On March 9, President Obama removed restrictions on federal funding of research on embryonic stem cell lines derived by means that destroy human embryos. In his remarks on that occasion, the president depicted his action as repudiating “a false choice between sound science and moral values.”
In those remarks, however, the president actually said little that examined the ethical issues. Indeed, as others have noted, the speech given by his predecessor, George W. Bush, on August 9, 2001, explored in much greater detail the competing moral goods at stake in decisions about embryonic stem cell research.
The aim of the Bush administration’s policy was not to shackle scientific research, but to find a way to fund some research while also recognizing the serious moral problems the research raised. That, in fact, is precisely how the President’s Council on Bioethics formulated the question in a report released in 2004: “How can embryonic stem cell research, conducted in accordance with basic research ethics, be maximally aided within the bounds of the principle that nascent human life should not be destroyed for research?”

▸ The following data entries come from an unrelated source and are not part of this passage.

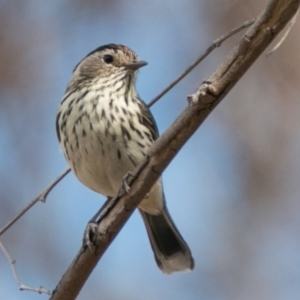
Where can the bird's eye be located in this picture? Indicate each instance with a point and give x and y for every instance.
(108, 59)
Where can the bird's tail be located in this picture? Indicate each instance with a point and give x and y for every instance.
(170, 250)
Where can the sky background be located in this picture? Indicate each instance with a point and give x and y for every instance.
(233, 190)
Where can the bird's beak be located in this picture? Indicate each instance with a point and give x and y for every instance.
(135, 65)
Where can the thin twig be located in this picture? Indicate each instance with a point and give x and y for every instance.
(291, 25)
(41, 197)
(216, 43)
(22, 286)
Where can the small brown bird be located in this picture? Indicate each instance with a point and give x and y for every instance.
(105, 130)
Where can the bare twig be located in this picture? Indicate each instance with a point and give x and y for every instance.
(22, 286)
(216, 43)
(291, 25)
(41, 197)
(259, 36)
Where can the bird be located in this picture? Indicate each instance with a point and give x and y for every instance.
(105, 129)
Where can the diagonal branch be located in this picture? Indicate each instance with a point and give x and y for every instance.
(210, 93)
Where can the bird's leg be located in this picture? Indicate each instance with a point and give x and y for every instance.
(125, 185)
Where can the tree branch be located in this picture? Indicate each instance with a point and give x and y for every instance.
(210, 93)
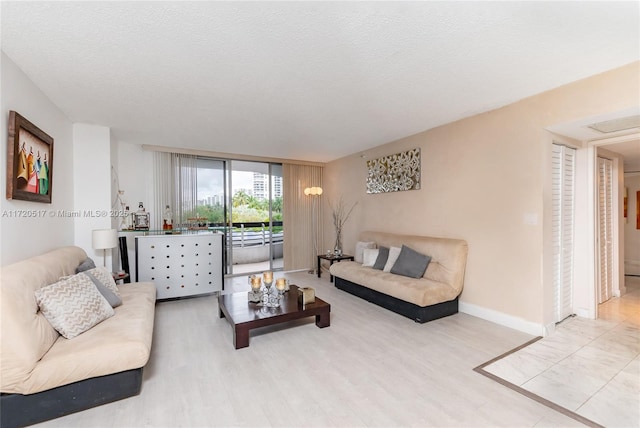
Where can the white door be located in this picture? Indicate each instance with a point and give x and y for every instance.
(605, 229)
(563, 189)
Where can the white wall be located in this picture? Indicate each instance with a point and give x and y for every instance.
(27, 237)
(92, 190)
(134, 170)
(631, 233)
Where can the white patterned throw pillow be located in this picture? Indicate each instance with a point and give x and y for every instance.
(360, 247)
(369, 257)
(73, 305)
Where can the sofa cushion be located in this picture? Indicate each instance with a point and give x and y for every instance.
(122, 342)
(421, 292)
(369, 257)
(360, 246)
(73, 305)
(381, 260)
(394, 252)
(113, 299)
(85, 265)
(410, 263)
(105, 278)
(448, 256)
(26, 334)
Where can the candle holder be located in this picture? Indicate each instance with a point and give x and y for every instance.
(255, 295)
(267, 297)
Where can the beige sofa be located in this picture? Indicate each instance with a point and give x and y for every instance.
(433, 296)
(40, 368)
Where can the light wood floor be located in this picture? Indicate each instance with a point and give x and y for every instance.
(589, 367)
(370, 368)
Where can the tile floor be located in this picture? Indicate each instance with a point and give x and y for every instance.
(590, 367)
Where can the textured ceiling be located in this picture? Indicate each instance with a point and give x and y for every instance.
(305, 80)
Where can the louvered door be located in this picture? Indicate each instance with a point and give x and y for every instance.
(563, 187)
(605, 229)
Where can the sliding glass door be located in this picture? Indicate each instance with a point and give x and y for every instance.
(255, 205)
(244, 200)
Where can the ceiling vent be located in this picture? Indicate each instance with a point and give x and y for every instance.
(616, 125)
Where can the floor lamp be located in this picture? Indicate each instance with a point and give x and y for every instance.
(104, 239)
(315, 193)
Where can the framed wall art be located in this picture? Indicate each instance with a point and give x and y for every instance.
(29, 161)
(394, 173)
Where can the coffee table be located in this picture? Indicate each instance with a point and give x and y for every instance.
(244, 315)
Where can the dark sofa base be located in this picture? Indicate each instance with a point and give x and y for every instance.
(20, 410)
(417, 313)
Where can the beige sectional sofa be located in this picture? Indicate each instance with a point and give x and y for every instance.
(432, 296)
(44, 375)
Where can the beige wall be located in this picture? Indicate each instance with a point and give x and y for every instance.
(484, 179)
(631, 233)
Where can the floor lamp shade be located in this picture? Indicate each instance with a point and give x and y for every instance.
(104, 239)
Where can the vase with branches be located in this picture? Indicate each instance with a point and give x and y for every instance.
(340, 212)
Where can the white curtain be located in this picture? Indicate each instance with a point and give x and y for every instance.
(175, 184)
(302, 216)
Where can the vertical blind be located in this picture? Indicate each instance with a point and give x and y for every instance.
(175, 184)
(302, 216)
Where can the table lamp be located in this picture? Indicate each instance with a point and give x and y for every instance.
(104, 239)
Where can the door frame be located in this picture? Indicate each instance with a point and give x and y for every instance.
(588, 290)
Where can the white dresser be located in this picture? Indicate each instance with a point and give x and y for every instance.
(181, 265)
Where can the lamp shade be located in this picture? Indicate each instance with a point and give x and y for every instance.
(313, 191)
(103, 239)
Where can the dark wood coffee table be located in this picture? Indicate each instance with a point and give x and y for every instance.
(244, 315)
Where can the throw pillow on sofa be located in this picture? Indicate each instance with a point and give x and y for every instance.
(394, 252)
(73, 305)
(113, 299)
(85, 265)
(381, 260)
(103, 275)
(360, 247)
(369, 257)
(411, 263)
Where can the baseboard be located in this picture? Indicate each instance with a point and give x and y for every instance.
(501, 318)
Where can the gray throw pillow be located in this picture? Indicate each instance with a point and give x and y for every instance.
(85, 265)
(113, 299)
(410, 263)
(383, 255)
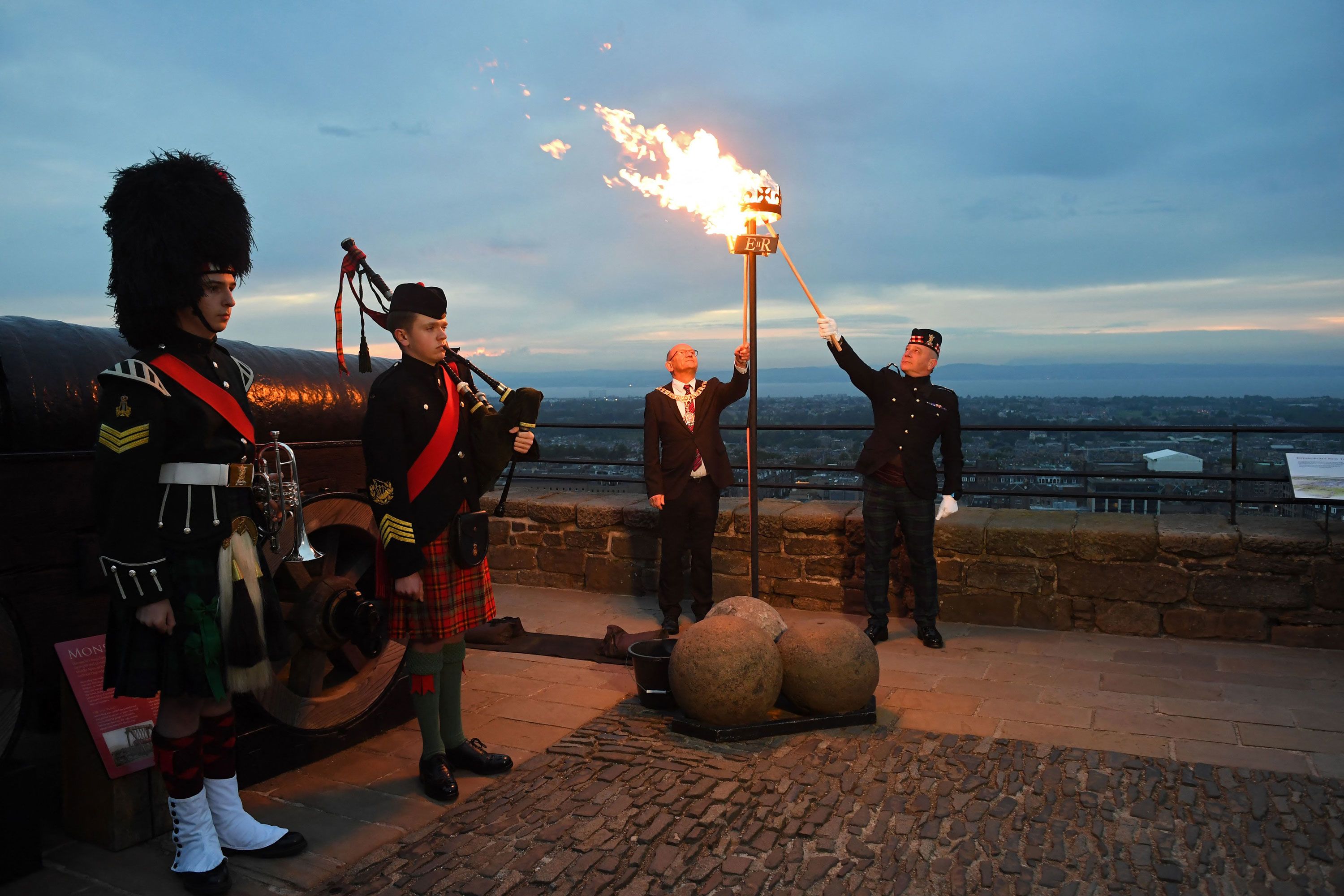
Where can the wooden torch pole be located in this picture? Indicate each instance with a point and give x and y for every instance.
(806, 291)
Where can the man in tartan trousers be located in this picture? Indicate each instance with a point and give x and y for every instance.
(421, 474)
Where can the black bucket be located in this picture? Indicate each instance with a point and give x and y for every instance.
(651, 660)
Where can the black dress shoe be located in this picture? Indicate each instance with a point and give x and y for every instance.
(291, 844)
(207, 883)
(437, 778)
(471, 755)
(930, 637)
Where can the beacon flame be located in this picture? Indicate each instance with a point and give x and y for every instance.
(698, 178)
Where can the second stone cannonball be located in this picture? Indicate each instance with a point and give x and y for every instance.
(726, 671)
(753, 610)
(830, 665)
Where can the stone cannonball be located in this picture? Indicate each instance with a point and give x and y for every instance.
(830, 665)
(754, 612)
(726, 671)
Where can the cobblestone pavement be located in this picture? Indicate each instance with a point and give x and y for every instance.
(624, 806)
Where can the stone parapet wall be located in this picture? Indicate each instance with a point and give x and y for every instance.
(1183, 575)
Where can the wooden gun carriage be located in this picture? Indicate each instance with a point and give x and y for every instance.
(338, 685)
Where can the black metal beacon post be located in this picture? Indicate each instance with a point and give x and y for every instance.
(768, 206)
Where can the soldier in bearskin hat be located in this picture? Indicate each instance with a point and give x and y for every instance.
(194, 616)
(424, 481)
(900, 480)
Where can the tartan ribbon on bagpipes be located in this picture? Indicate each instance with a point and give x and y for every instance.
(351, 272)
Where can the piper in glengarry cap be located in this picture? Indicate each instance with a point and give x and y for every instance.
(900, 478)
(425, 487)
(189, 620)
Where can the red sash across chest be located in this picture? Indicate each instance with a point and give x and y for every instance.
(217, 398)
(432, 458)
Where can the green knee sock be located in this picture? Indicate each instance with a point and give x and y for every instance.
(451, 695)
(425, 669)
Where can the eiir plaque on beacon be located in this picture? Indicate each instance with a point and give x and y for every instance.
(756, 245)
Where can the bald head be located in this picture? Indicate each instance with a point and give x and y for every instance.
(683, 362)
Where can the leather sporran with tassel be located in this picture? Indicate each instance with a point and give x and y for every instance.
(250, 620)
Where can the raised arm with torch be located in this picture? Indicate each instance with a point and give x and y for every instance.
(900, 478)
(732, 202)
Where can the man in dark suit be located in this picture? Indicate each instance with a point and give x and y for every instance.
(686, 468)
(900, 480)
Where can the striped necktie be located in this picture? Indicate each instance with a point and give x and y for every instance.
(690, 425)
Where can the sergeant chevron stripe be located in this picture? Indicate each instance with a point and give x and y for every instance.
(396, 530)
(119, 441)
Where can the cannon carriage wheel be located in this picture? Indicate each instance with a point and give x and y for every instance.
(342, 661)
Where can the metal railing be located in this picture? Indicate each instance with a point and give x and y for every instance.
(1233, 477)
(1086, 476)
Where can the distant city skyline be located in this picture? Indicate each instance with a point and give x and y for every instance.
(1042, 182)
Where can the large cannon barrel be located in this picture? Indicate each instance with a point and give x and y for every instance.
(49, 388)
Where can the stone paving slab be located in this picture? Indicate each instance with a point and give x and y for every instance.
(1257, 706)
(625, 806)
(1285, 708)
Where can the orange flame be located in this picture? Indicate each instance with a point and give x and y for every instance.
(698, 179)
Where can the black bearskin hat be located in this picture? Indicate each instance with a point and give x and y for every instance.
(171, 220)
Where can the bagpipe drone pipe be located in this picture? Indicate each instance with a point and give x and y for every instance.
(492, 441)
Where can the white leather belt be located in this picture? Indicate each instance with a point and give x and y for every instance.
(220, 474)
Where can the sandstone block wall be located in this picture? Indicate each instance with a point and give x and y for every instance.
(1182, 575)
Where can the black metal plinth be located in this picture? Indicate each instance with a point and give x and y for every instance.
(785, 719)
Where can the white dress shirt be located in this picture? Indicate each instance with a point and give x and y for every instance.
(687, 414)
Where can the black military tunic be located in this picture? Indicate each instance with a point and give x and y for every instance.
(910, 414)
(405, 406)
(163, 540)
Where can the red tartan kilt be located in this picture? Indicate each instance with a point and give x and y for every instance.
(456, 599)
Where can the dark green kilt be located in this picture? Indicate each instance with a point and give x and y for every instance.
(191, 661)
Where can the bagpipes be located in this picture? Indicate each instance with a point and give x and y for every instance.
(492, 444)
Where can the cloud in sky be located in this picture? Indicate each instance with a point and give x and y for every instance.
(1081, 181)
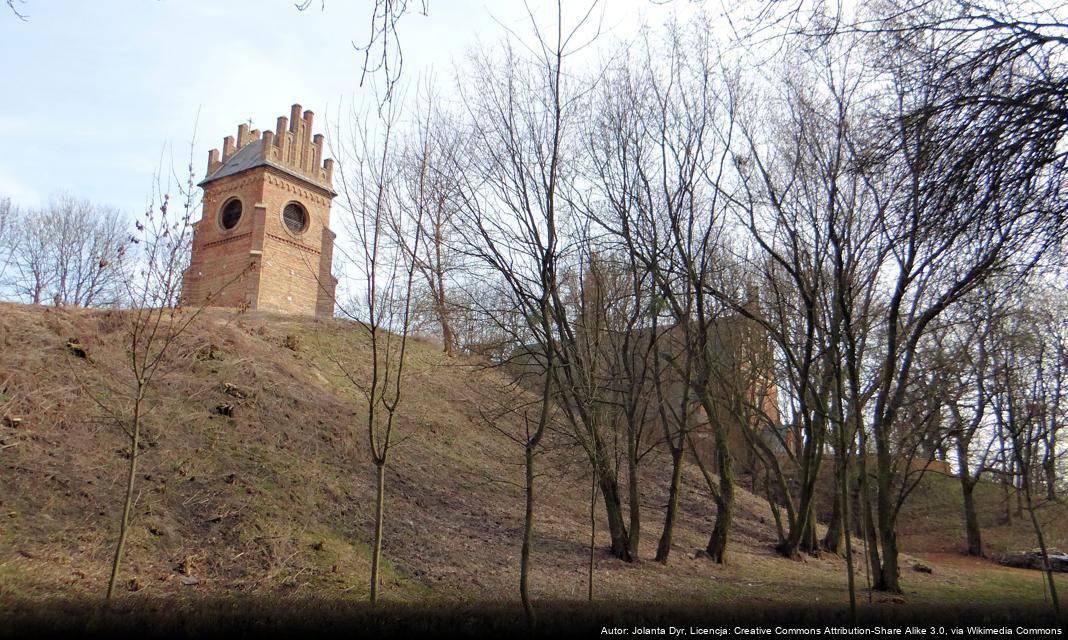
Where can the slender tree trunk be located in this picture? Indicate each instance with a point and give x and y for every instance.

We ought to be astonished by the frequency with which those who know better pursue their political purposes by talking as if the very thought of placing moral restrictions on scientific research were unacceptable. Attention to the ethical principles that ought to guide and limit research has been constant since the end of World War II. Different kinds of research have been limited, and sometimes prohibited, not in order to suppress science, but in order to free it as a genuinely human and moral activity.
Indeed, resisting the idea that there is, as Daniel Callahan has put it, a “research imperative” has been one of the central themes of bioethics in this country from its earliest years. Whether one agrees or not with the stem cell funding policy that had been in place for more than seven years, clarity and honesty require that we acknowledge its intent: to seek a way for science to proceed, but to proceed within limits and without violating the deep moral convictions of many of our fellow citizens. Moreover, this policy had begun to bear fruit.